L’archer qui tirait dans le noir Gustav Mahler (1860-1911)
Si, par hasard, vous vous étiez baladé le long du Wörthersee en Autriche à la fin du XIXe siècle, et que, pris de curiosité, vous étiez rentré dans une petite cabane en bois bordant une grande maison de vacances, vous auriez pu y voir un petit homme au grand front tapoter nerveusement la mesure, griffonnant sur du papier dans d’étranges moments de jubilation. Cet homme, c’est Gustav Mahler. Sans doute intrigué, vous renseignant sur ce que ce fou fabrique, il vous aurait répondu avec fièvre qu’il s’attelait à faire chanter l’univers.
Idée un peu folle aux premiers abords … Et pourtant. L’œuvre de cet homme soutient l’extravagance. Il suffit, pour s’en convaincre, de pencher les oreilles sur sa troisième symphonie, sûrement son œuvre la plus majestueuse dans laquelle Mahler déploie sa conception de la musique. L’œuvre s’ouvre sur ce magistral éveil de la nature soutenu à coups de cors jusqu’à ce que, par couches successives de parades militaires et de chants de coucou, le tout forme une immense fresque fourmillant d’idées lumineuses se répondant, et qui s’achève sur ce mouvement lent où il décrit « ce que me raconte l’amour ». Un des plus beaux poèmes de la nature jamais écrit.
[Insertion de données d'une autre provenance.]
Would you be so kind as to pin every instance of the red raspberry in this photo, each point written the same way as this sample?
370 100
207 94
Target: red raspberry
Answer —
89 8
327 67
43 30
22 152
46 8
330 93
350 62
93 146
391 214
On sera vite frappé par le talent de Mahler pour rendre harmonieux et équilibré son goût du désordre et de la fanfare. Il fait cohabiter en quelques mesures les jubilations les plus intenses avec le cri le plus déchirant. Et pourtant, le papier semble toujours aussi suave. Contenir les contraires est l’un de ses procédés les plus récurrents, notamment lorsqu’il mélange des thèmes de musique populaire avec ses envolées les plus audacieuses. L’aspect « bipolaire » de sa musique donne rapidement une impression de vertige. Sa deuxième symphonie commence par un Todtenfeier (cérémonie funéraire) et finit sur la Résurrection. L’écoute de sa neuvième symphonie, expérience hors norme, parvient à vous peindre le pressentiment de la mort pour vous conduire progressivement vers une sérénité océanique.
Mahler était un homme qui se définissait lui-même comme un hyper-sensible gorgé de doutes qu’une volonté bondissante maintenait sur patte. On retrouve aisément tout cela dans sa musique. Il a toujours réussi à faire fusionner son être en notes.
Plus qu’aucun autre, Mahler est avant tout un « compositeur littéraire ». Dans ses premières symphonies surtout, on perçoit en fermant un peu l’œil les mélodies prendre chair et se mélanger les unes aux autres : surgit alors quelque part dans l’indicible, ces gigantesques fresques grouillantes de notes qui cavalent, se reposent, et repartent de plus belle. La musique de Mahler est aussi une musique extrêmement narrative et hallucinée (on comprend mieux pourquoi Michel Foucault s’amusait à prendre des perches au LSD en l’écoutant…).
Les amateurs de gigantisme et de démesure y trouveront assez de nourriture pour mille ans. Qu’on songe à la troisième symphonie qui dure près d’une heure quarante-cinq, ou à la huitième symphonie, dont l’exécution ne demande pas moins de mille musiciens (dont 850 chanteurs), Mahler a toujours trimbalé dans sa tête une ambition artistique démesurée, à chacun de juger s’il y est parvenu ou non, mais en tout cas le bougre s’en est donné les moyens !
Disons-le d’emblée, Mahler malmène ses auditeurs. Il n’y a qu’à lire les critiques qui en son temps flagellèrent le bon Gustav de tous les côtés. Hans Van Bülow, le « pape de la musique Allemande » à l’époque, n’hésita pas à déclarer après l’audition de sa deuxième symphonie que « si cela est de la musique, alors je n’y comprends plus rien ». Mahler lucide écrira à la fin de sa vie « mon heure viendra », non sans raison. Il faudra attendre soixante ans et les efforts de chefs d’orchestre tels que Leonard Bernstein pour sortir ce paquebot des abîmes.